The campaign told NBC News it will report having raised $3.3 million in the third quarter, with $1.2 million cash on hand and $620,000 in debt, when its campaign finance filing is due to be made public Sunday. Pence himself chipped in $150,000 from his personal funds, the campaign said.
Pence’s numbers reveal a campaign under serious strain, operating on completely different financial terrain from that of his rivals, and they raise questions about his ability to continue to compete in the GOP primaries. Racking up debt, in particular, has long been a sign of presidential campaigns in trouble — and potentially on the verge of ending.
The last GOP presidential primary season offers an ominous parallel from this moment eight years ago: Then-Wisconsin Gov. Scott Walker’s campaign reported just under $1 million in the bank and $161,000 in debt at the end of the third quarter of 2015, the equivalent moment in that election cycle. That's when he dropped out of the race.
The next campaign finance report Walker’s suspended campaign filed made it clear how rapidly things could spiral. The report, covering the final three months of 2015, showed his campaign needed to deal with more than $1.2 million in debt. It took Walker a year to raise the money to retire the debt.
This year, Pence’s cash position compares unfavorably with those of rivals he once served with in Washington: Former U.N. Ambassador Nikki Haley’s campaign has said it finished the third quarter with $9.1 million to spend on the 2024 primaries, while Florida Gov. Ron DeSantis’ campaign announced it has banked $5 million. Sen. Tim Scott of South Carolina has been spending heavily, but he also came into his 2024 bid with a well-stocked federal campaign account built up over years in the Senate.
Former President Donald Trump’s campaign, meanwhile, said it had nearly $36 million available to spend on the 2024 primaries. All of those figures are based on campaign announcements and cannot be independently verified until the campaigns file reports with the Federal Election Commission, which are due by the end of Sunday.
Meanwhile, Pence’s $1.2 million in the bank limits what the campaign can do. And at least $200,000 of it is not actually usable during the primary season and would be available only in the general election, according to an NBC News analysis of his second-quarter financial report. That’s because it was raised from donors who had already given the maximum amount for the primary campaign.

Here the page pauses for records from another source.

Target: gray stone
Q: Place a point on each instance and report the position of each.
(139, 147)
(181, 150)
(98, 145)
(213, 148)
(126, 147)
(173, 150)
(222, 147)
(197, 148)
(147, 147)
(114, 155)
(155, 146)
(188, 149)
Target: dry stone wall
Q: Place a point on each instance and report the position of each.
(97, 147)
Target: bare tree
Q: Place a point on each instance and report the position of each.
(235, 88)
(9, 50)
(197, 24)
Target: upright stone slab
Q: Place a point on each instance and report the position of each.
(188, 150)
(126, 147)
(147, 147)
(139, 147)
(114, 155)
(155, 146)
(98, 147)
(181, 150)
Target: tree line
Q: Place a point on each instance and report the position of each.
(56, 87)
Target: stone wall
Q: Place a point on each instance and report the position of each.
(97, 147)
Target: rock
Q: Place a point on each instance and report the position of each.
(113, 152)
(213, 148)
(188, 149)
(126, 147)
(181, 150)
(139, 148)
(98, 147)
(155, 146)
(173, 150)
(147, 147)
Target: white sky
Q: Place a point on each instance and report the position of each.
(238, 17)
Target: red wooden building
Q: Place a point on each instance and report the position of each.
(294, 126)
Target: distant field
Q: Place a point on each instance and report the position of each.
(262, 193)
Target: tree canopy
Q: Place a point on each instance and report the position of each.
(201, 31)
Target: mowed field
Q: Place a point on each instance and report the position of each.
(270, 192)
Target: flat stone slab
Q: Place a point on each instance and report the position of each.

It’s unclear how much more of the third-quarter money Pence raised is also unavailable for the primaries. The campaign declined to offer additional details.
The state of Pence’s campaign finances is coming out in the dash to make the third Republican primary debate on Nov. 8. The Republican National Committee’s criteria for candidates include racking up 70,000 individual donors to qualify for the stage. Pence faced a scramble to make the first debate, hitting the threshold for the contest a few weeks before it.
Pence’s campaign did not reveal the number of donors it has accrued, and it has not commented on where he stands with regard to the third debate criteria. But the low dollar amount indicates Pence may face another serious climb to be able to participate. He has hit the polling threshold, but he's lagging in fifth place in the FiveThirtyEight average of national polls, and further back in the Iowa polling average.
Pence has been running on “traditional conservative values” and holding himself up as a champion of those values — sometimes in opposition to Trump, his onetime running mate. He has been speaking regularly about having done his duty and upheld his oath to the Constitution on Jan. 6, 2021, when he certified the 2020 election results despite pressure from Trump. He has been preaching about the need for a strong and engaged America on the global stage, calling out Trump and others for their comments about the war between Russia and Ukraine, abortion policy and more.
There may have been a time when the GOP would have celebrated Pence’s Reagan-era principles. Instead, his poll numbers have stagnated, and his party appears to have turned in another direction.